Somehow, our misgivings and our shortfalls are always waved in our face by the international media. We're always publicized for our drug snorting sportsmen or our Pashtun brothers beating their women to a pulp. Similarly, our Arab brothers and sisters are known because of the fact that women aren't allowed to drive in Saudi Arabia and because limbs are lost if you steal. That's known (possibly also because I personally am drawn to such news and pay more attention to it - ergo, its possibly just all in my head). The small kindnesses are not. The small kindnesses of everyone else are known and their misgivings are not. The blasphemy laws instated in Ireland only caught the media's attention when bloggers decided to take action, create awareness and bring out the big guns and take on the Parliament.

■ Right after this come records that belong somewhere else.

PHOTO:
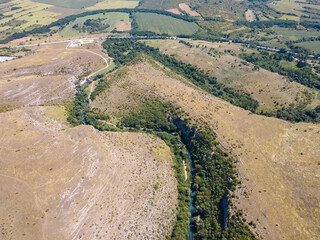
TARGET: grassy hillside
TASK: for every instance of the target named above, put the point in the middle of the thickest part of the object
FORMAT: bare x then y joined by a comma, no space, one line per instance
109,19
276,160
271,90
70,184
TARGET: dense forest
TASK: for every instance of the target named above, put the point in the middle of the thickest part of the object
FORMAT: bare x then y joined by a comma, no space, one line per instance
214,174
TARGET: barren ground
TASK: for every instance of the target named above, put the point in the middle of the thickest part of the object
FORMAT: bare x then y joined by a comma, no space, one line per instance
46,74
278,161
77,183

What this website now states for the Irish government to condemn, are various quotes from the likes of Jesus and Prophet Muhammad, to Bjork, Salman Rushdie, Twain, Dawkins and Pope Benedict XVI; and challenges the Irish government to proceed with blasphemy penalties on each. Bravo! I don't know about what the others said and in what context, but considering Dawkins was pulled out of his "God Delusion" it leaves little to the imagination, but that said, I know the quote used for the Prophet was pulled out of context. This leaves me to judge how the quotes of the 23 others might have been similarly misconstrued. But that's for each one of us to understand on their own. I like what these bloggers/activists are getting at; there ought be no blasphemy law that curbs freedom of speech. I agree with that much. But what I do not appreciate is the misleading first couple of paragraphs.

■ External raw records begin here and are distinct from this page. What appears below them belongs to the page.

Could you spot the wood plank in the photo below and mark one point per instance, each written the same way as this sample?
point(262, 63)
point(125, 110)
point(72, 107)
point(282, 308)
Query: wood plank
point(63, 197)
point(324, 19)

The website condemns this law because it "
is both silly and dangerous. It is silly because medieval religious laws have no place in a modern secular republic, where the criminal law should protect people and not ideas. [agreed] And it is dangerous because it incentivises religious outrage, and because Islamic States led by Pakistan are already using the wording of this Irish law to promote new blasphemy laws at UN level." This was posted on thier blog on the first of January, 2010 (happy new year!). The Organization of the Islamic Conference (OIC) moved a resolution in the UN in March 2009, asking the UN to recognize a blasphemy law similar to the sort now in place in Ireland. For obvious reasons, the UN refused. The OIC is an association of some 56 nations and Pakistan pushed the motion on behalf of the OIC at the said UN Convention. The bloggers/activists point their fingers at Pakistan trying to push similar motions in the UN, now. If I were just to read this on its own, I'd take it to be true and condemn my own Ummah for being such fools, as they have in the past. That I knew of this resolution when it was moved in the UN earlier last year, is the only reason I did not reach such a conclusion.

So, no, Pakistan or anyone else is in fact not using this action of Ireland to push its own agenda elsewhere; don't flatter yourselves. That said, I think the concept behind all this is something in the right direction. I think we could use more unconventional solutions to problems such as this. But Pakistan could also use a break. Can't we go back to picking on Iran again?